Polls close in Cambodia election, PM Hun Sen set to extend ruleTEHRAN, Young Journalists Club (YJC) -Polls closed in Cambodia’s contentious national election on Sunday with rights groups saying the vote was neither free nor fair in the absence of any significant challenger to Prime Minister Hun Sen and voter intimidation.

Hun Sen’s opponents called for an election boycott.

The National Election Commission (NEC) said in a document sent after polls closed that voter turnout was 70.41 percent nationwide.

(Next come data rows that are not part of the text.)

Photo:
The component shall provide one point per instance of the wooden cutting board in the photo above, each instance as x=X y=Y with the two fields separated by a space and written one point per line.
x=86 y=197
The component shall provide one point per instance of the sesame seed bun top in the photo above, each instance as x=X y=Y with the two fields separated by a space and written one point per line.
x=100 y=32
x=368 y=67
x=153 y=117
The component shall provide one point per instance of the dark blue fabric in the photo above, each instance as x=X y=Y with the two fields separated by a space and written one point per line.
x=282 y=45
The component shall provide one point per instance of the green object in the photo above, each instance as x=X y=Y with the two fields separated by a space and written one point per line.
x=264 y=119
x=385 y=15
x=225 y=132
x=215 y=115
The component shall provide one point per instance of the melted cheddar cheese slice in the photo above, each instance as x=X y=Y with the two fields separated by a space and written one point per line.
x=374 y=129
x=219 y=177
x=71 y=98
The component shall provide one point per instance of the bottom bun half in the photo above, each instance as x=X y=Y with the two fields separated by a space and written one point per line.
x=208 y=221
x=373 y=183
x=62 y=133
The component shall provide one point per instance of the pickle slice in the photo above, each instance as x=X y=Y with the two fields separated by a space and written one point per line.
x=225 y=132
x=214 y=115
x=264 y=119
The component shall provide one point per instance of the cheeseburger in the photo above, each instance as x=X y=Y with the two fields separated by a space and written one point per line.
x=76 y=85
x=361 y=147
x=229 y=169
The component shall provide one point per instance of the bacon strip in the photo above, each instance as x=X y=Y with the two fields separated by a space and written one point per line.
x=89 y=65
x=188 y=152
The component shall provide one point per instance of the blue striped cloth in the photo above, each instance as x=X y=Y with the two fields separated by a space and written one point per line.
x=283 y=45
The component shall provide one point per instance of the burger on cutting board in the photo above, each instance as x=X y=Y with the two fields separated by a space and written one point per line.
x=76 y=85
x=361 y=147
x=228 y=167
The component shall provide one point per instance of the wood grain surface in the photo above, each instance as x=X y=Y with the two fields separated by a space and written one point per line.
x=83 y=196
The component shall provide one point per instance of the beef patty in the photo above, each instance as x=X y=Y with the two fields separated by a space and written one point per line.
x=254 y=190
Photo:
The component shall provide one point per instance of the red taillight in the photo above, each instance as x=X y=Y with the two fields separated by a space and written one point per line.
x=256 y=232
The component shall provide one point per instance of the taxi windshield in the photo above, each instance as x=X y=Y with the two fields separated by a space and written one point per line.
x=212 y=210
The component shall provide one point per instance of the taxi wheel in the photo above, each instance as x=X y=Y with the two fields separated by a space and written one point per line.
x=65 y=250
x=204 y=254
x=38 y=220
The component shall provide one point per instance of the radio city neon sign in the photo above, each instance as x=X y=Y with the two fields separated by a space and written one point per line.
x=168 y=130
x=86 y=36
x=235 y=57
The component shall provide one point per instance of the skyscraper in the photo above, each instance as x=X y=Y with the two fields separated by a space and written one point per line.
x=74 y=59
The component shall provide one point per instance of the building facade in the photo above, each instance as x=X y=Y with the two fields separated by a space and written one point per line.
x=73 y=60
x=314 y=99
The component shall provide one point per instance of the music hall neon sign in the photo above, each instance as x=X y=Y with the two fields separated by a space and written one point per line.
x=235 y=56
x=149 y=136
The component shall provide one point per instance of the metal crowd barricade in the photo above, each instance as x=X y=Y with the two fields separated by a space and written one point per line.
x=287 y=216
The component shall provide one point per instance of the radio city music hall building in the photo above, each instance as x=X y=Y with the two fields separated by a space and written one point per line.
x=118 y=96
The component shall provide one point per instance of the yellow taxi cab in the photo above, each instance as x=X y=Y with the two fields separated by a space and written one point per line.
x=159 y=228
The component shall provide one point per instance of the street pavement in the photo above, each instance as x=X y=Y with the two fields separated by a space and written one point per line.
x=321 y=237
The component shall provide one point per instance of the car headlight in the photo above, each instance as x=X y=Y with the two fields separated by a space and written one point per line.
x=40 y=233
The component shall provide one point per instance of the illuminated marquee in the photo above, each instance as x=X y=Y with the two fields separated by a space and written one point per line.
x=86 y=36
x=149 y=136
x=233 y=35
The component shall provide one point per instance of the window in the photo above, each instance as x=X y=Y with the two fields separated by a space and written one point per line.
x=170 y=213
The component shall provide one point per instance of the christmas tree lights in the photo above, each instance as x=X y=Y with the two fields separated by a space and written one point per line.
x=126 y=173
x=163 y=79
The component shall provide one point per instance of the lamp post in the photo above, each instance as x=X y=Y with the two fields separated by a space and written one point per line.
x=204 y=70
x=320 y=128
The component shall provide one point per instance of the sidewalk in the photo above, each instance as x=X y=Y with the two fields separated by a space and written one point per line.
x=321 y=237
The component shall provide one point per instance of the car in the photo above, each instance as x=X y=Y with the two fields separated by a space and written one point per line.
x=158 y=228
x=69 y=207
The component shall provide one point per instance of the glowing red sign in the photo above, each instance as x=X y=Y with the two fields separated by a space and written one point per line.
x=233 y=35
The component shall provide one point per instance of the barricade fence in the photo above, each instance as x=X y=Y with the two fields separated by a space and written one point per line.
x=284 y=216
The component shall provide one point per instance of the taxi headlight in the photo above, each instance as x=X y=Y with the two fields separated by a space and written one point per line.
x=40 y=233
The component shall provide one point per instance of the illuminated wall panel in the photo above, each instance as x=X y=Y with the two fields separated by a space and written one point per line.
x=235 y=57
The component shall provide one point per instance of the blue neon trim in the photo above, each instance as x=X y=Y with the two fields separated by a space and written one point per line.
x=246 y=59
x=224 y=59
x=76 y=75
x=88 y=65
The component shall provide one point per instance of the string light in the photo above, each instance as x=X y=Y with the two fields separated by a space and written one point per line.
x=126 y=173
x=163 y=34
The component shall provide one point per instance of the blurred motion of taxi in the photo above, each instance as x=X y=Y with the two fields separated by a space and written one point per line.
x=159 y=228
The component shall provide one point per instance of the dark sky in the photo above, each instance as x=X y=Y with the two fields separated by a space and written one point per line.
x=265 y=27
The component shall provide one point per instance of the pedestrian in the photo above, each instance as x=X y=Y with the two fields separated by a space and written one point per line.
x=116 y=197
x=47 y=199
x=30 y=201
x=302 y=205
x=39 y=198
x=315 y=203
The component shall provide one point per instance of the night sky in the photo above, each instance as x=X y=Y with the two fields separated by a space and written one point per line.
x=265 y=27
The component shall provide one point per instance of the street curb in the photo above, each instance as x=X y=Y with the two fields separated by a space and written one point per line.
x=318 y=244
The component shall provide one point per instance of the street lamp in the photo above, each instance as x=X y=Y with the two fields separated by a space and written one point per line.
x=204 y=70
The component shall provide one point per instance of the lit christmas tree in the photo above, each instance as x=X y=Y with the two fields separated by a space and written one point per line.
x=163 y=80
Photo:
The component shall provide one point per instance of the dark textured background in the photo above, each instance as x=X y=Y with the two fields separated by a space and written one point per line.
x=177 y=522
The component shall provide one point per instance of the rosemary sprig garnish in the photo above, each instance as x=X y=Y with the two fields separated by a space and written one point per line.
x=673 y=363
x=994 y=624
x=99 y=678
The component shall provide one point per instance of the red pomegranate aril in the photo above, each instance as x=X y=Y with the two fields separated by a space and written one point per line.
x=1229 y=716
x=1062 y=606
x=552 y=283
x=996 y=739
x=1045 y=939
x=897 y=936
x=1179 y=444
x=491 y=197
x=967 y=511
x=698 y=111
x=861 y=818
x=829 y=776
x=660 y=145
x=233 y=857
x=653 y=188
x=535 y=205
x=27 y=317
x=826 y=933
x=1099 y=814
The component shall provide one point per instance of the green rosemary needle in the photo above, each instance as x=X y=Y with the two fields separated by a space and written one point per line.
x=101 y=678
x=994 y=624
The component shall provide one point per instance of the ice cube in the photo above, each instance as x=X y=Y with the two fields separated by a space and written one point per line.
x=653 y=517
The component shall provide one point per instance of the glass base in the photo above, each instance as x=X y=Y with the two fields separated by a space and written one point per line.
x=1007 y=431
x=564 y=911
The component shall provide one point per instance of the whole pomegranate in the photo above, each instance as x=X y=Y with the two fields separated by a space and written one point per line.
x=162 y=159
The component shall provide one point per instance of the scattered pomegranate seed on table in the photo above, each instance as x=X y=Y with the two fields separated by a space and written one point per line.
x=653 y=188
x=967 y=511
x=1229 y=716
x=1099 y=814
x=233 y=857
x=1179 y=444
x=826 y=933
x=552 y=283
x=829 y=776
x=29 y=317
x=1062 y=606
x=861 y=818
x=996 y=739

But scenes on the ground in the capital Phnom Penh painted a different picture. At a polling station near the river, election workers outnumbered voters and a slow trickle of people arrived throughout the day.

Another polling station at a school was quiet with a handful of voters casting their ballot in the mid-afternoon heat.

One Dutch tourist visiting Cambodia on holiday said he did not realize it was election day.

“Is it election day? I didn’t know. Seems very quiet, like a normal Sunday,” said the tourist, who declined to be identified to protect his privacy.

Critics say the election is a backward step for democracy in Cambodia, marred by intimidation by the ruling Cambodian People’s Party (CPP) and the dissolution last year of the main opposition Cambodian National Rescue Party (CNRP) and the jailing of its leader, Kem Sokha, on treason charges.

ASEAN Parliamentarians for Human Rights (APHR) said in a statement that the vote took place in a “highly repressive political environment”.

Hun Sen, a former Khmer Rouge commander who defected from Pol Pot’s murderous regime, has ruled Cambodia for more than 30 years and is the world’s longest serving prime minister.

Phil Robertson, deputy director of Human Rights Watch’s Asia Division, told Reuters in an e-mail that many voters grudgingly went to the polls out of fear. Authorities have warned that anyone boycotting the vote will be seen as a “traitor.”